Shortly after he received his probation sentence, Smith filed a motion with the court contending that being prohibited from possessing a firearm was not part of the disposition. In early January 2018, the court found that those terms were, in fact, part of the standard terms of probation to which Smith was required to comply.
In early October 2018, Smith approached his probation officer and notified the officer that he had ammunition in his possession and asked if that was allowed.
“The officer deferred giving an immediate answer and stated that she would speak with a supervisor,” stated the brief. “The following day, Ms. Silvernale (Smith’s probation officer) telephoned Mr. Smith and informed him that possession of ammunition was prohibited.”
Smith then told Silvernale he would remove the ammunition from his property, but was arrested the following day for violating probation, according to the brief.
“Mr. Smith was never given an opportunity to comply with his probation officer’s directive,” says the brief.
The decision to then sentence Smith to jail was, according to the appeal, an abuse of discretion.
The Grand County District Attorney’s Office, which will be defending the county court’s ruling, has not yet filed a response to the appeal brief.

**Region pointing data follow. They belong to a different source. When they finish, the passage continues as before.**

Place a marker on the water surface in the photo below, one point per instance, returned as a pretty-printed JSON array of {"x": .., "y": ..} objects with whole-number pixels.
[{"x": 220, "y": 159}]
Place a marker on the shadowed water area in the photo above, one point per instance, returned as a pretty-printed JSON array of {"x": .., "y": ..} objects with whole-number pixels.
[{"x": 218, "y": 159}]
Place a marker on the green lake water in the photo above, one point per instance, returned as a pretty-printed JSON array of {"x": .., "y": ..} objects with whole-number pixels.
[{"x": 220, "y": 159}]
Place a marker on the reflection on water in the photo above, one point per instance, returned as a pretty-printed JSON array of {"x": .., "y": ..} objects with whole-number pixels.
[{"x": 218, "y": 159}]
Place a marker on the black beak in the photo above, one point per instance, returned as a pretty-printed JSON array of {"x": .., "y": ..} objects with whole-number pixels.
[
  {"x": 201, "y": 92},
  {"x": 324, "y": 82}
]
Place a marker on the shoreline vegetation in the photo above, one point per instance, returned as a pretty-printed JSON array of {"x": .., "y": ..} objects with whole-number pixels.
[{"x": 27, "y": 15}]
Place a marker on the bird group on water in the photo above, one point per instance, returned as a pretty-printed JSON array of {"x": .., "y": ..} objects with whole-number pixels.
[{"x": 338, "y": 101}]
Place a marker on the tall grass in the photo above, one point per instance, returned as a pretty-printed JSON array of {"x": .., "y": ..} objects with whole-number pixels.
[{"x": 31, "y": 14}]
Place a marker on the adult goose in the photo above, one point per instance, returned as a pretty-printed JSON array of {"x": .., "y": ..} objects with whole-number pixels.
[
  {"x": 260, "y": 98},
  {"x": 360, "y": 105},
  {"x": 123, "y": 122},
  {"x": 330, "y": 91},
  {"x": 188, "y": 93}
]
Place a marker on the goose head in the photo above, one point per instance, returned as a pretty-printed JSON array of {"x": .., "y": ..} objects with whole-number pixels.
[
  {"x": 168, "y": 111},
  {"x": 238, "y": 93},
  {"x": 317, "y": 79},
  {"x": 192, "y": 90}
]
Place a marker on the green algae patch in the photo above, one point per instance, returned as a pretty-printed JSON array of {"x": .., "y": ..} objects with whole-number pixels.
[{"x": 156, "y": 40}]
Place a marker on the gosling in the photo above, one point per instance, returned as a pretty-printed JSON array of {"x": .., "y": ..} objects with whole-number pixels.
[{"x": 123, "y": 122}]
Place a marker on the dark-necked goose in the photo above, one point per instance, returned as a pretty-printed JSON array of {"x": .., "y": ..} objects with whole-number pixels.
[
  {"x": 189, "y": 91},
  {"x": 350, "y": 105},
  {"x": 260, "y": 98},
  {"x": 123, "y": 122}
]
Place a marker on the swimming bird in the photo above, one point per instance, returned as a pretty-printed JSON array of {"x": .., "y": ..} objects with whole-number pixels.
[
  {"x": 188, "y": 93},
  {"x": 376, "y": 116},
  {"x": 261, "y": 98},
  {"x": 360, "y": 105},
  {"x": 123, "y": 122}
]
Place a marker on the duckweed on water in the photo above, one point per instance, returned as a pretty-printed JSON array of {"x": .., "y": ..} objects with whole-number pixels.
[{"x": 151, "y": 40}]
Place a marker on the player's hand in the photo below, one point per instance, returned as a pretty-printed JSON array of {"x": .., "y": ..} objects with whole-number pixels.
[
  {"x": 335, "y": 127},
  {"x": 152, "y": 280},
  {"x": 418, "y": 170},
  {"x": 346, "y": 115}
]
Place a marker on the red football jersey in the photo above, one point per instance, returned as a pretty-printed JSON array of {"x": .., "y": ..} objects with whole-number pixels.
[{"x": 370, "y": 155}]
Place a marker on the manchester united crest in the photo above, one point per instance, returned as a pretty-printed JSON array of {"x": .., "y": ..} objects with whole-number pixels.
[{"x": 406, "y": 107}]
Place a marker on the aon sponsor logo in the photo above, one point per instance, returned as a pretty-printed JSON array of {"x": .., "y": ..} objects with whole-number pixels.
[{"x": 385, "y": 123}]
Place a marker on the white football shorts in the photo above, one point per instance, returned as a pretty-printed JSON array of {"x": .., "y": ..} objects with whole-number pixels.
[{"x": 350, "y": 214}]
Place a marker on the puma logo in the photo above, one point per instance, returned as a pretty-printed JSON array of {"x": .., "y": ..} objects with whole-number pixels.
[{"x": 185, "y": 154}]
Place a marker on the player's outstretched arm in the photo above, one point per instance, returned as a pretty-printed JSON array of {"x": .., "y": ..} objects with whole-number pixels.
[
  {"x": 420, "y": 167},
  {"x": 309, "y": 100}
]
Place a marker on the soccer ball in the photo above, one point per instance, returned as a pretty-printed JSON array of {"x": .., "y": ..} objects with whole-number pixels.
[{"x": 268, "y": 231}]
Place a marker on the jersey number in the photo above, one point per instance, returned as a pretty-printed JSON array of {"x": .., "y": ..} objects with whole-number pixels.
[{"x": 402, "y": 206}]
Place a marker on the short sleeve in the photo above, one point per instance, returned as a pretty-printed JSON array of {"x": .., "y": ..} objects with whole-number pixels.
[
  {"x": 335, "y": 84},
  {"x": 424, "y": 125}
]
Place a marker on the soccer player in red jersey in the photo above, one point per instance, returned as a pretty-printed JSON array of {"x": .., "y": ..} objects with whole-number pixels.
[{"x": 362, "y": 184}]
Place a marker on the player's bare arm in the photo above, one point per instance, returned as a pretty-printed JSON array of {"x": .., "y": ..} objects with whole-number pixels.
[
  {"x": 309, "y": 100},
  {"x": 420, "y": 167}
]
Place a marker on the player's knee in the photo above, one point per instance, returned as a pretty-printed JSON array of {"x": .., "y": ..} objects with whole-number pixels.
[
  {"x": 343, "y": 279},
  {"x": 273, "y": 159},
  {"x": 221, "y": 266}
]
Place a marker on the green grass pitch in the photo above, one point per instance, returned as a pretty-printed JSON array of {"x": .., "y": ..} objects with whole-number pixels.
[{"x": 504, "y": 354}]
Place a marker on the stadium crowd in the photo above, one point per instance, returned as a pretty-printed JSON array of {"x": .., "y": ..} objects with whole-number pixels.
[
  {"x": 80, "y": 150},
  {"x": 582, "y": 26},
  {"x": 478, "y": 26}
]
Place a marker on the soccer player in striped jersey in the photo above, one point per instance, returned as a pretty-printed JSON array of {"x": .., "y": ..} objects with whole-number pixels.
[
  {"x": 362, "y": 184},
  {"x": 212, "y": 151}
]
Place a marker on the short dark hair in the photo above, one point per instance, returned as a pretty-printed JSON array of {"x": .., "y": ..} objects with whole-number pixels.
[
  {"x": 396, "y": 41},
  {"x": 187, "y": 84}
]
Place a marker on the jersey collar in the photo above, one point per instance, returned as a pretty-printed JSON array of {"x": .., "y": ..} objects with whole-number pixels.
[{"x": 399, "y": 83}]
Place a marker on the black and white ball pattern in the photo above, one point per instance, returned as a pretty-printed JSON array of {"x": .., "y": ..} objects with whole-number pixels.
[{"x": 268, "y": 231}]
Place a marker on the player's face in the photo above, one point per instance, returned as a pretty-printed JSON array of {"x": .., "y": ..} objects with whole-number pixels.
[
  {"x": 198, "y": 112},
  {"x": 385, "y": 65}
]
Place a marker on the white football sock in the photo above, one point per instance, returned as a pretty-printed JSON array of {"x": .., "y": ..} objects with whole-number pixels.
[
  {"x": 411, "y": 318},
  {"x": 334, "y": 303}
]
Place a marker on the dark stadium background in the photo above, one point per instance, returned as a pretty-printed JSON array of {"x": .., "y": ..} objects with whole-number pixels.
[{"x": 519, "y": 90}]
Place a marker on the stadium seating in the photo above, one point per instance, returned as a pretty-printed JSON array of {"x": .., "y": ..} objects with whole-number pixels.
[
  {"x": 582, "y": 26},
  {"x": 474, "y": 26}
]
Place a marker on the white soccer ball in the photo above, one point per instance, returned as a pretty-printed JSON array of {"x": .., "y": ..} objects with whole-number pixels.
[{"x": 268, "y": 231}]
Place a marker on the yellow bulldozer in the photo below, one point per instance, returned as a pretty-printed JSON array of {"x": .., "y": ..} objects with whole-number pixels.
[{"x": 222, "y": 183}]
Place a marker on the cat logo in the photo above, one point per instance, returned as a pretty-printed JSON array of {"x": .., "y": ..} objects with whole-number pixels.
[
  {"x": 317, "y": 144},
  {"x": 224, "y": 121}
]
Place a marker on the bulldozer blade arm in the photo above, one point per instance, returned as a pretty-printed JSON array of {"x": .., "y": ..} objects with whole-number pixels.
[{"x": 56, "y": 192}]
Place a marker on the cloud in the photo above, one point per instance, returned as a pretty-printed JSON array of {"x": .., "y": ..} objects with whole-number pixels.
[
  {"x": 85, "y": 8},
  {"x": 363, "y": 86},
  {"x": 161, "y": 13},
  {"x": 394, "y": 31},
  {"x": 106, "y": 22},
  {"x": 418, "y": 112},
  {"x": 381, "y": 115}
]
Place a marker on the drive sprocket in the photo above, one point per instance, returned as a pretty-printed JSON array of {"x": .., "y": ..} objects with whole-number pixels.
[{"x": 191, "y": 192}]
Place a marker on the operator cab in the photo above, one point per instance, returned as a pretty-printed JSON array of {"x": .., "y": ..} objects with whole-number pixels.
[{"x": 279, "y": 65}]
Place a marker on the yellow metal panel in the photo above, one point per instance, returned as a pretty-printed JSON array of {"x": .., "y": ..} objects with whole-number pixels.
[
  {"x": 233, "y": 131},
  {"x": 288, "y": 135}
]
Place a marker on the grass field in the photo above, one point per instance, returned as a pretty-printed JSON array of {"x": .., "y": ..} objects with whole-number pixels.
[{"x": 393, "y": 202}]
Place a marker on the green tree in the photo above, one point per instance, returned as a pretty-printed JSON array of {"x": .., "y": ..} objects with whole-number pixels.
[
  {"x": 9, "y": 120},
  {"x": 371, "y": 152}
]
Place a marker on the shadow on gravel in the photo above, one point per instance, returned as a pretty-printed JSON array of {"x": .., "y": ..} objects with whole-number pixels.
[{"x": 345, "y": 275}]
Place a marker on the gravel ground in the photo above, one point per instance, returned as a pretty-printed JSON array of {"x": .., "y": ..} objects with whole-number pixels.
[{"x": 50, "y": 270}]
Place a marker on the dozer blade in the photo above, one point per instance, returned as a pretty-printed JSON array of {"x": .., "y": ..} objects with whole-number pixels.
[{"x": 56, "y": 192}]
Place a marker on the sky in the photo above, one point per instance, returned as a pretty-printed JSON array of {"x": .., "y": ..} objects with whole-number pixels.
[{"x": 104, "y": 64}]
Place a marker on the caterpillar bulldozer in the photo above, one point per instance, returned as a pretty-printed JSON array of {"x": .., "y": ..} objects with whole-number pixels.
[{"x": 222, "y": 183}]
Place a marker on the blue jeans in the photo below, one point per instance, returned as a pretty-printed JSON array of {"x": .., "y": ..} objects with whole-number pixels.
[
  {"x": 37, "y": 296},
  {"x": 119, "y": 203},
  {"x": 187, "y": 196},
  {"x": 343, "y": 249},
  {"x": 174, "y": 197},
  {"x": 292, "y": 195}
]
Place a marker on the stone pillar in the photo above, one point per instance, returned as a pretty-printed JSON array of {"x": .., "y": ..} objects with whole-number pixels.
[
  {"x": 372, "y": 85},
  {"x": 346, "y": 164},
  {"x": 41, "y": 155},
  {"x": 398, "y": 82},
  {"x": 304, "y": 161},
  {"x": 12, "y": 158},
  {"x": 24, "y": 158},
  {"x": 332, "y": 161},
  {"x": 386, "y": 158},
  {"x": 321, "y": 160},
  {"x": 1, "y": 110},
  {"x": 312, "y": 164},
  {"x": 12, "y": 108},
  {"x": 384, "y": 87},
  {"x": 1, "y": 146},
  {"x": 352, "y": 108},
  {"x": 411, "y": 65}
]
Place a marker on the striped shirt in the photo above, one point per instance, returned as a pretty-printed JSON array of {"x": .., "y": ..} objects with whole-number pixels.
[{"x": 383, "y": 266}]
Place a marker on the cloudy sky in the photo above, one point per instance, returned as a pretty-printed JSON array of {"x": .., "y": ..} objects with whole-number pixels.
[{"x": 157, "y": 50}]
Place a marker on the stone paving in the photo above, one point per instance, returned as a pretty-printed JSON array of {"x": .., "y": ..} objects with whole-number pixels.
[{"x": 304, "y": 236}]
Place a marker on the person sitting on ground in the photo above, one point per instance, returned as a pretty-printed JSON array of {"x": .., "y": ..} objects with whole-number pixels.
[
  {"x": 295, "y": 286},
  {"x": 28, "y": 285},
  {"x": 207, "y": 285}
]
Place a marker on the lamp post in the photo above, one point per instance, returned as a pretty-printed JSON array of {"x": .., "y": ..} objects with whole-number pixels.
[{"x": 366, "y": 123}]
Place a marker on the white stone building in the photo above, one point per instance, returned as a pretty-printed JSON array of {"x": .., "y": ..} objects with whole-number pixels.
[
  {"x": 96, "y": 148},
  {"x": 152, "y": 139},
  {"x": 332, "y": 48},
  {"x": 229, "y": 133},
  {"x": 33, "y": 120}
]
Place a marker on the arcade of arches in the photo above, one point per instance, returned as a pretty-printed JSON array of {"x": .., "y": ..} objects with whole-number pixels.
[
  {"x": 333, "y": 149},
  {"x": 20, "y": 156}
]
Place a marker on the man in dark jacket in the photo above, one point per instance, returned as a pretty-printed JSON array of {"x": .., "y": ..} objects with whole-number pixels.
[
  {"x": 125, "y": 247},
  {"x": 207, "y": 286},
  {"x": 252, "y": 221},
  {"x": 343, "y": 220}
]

They have until May 29 to do so, according to court officials, unless a motion is filed and granted for a time extension.
Smith remains in custody in the Grand County Jail during his appeal period.
His legal counsel previously filed a motion to stay the jail sentence, which was granted, making Smith eligible to bond out of jail. To do so, however, Smith would be required to pay a $75,000 cash-only bond and could not use a bail bondsman.
Smith has received significant news coverage over the past several years in both local and state media.
In October 2017, shortly before he pleaded no contest to the misdemeanor assault charges that resulted in him being placed on probation, Smith won a case in federal court against the town of Kremmling and members of the Kremmling Police Department. The jury in that case found the Kremmling Police violated Smiths rights and awarded him $775,000 in compensation.